Parution : Féminisme et androgynie : explorations pluridisciplinaires, Les Cahiers du Grad 4, Sainte-Foy, Université Laval, 1990, p. 43-53.
Jacques Vaillancourt examine le modèle social basé sur l’androgynie dans le roman d’Ursula Le Guin, La Main gauche de la nuit, et se demande quelles sont les conditions qui doivent être réunies pour qu’un tel modèle soit applicable dans la réalité. Le choix philosophique de Le Guin, qui « opte pour le Même dans un débat engagé avec l’Autre », suppose des conditions sociales qui permettent de dépasser le poids du déterminisme sexuel. Vaillancourt constate que l’actuelle répartition du travail ne favorise pas l’avènement d’une société androgyne, pas plus qu’une inversion simple des rôles parentaux ne permet d’échapper au rapport dominant/dominé. Sur Géthen, le modèle d’organisation sociale ne repose pas sur une distinction sexuelle en raison de la nature androgyne des êtres.

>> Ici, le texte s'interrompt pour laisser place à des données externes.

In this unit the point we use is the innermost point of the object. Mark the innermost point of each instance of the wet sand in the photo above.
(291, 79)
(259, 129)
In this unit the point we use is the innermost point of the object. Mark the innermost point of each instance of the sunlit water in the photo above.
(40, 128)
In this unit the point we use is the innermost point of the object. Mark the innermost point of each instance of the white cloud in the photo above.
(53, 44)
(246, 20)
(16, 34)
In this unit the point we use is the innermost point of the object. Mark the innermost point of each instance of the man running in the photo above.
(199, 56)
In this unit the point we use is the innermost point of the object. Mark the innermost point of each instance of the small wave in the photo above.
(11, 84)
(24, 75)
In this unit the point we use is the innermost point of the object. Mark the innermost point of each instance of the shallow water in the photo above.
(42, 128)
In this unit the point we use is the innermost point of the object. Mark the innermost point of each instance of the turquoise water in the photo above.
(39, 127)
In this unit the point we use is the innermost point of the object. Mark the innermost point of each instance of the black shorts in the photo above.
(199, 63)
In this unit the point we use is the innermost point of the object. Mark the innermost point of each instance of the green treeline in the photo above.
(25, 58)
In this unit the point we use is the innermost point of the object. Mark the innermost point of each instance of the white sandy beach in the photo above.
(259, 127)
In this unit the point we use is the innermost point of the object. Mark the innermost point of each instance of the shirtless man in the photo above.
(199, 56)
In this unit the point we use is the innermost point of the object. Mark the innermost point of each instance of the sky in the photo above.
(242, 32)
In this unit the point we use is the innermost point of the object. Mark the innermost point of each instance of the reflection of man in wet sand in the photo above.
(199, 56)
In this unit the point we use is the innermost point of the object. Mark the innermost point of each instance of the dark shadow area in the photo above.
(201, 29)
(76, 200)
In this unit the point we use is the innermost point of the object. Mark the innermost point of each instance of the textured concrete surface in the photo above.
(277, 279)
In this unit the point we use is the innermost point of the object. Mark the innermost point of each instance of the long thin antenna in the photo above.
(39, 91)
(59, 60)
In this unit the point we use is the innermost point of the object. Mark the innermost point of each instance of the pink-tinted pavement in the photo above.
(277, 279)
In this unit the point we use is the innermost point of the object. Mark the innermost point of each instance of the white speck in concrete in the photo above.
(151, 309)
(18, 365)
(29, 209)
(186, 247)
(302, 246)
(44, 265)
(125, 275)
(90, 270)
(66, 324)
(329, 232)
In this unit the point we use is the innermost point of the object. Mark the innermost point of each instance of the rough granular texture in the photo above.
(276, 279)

Pour la romancière américaine, l’androgynie « jouit d’une double protection : au niveau social, elle enraye toutes discriminations fondées sur le sexe et, au niveau individuel, elle pose le rapport avec l’autre sur un pied d’égalité. » Cela suppose une ouverture d’esprit que l’auteure met à l’épreuve dès le début du roman en choisissant le genre masculin pour identifier ses personnages androgynes. Ce choix esthétique, qui peut paraître contredire l’éthique féministe de Le Guin, solllicite en effet la capacité du lecteur ou de la lectrice à dépasser la structure grammaticale de la même façon que l’androgynie nécessite une remise en question fondamentale des rôles sexuaux. Pour l’essayiste, l’anarchisme et l’androgynie préconisés par Le Guin constituent des éléments d’une utopie qui va plus loin que le féminisme.
Source : Janelle, Claude, L'ASFFQ 1990, Logiques/Le Passeur, p. 214-215.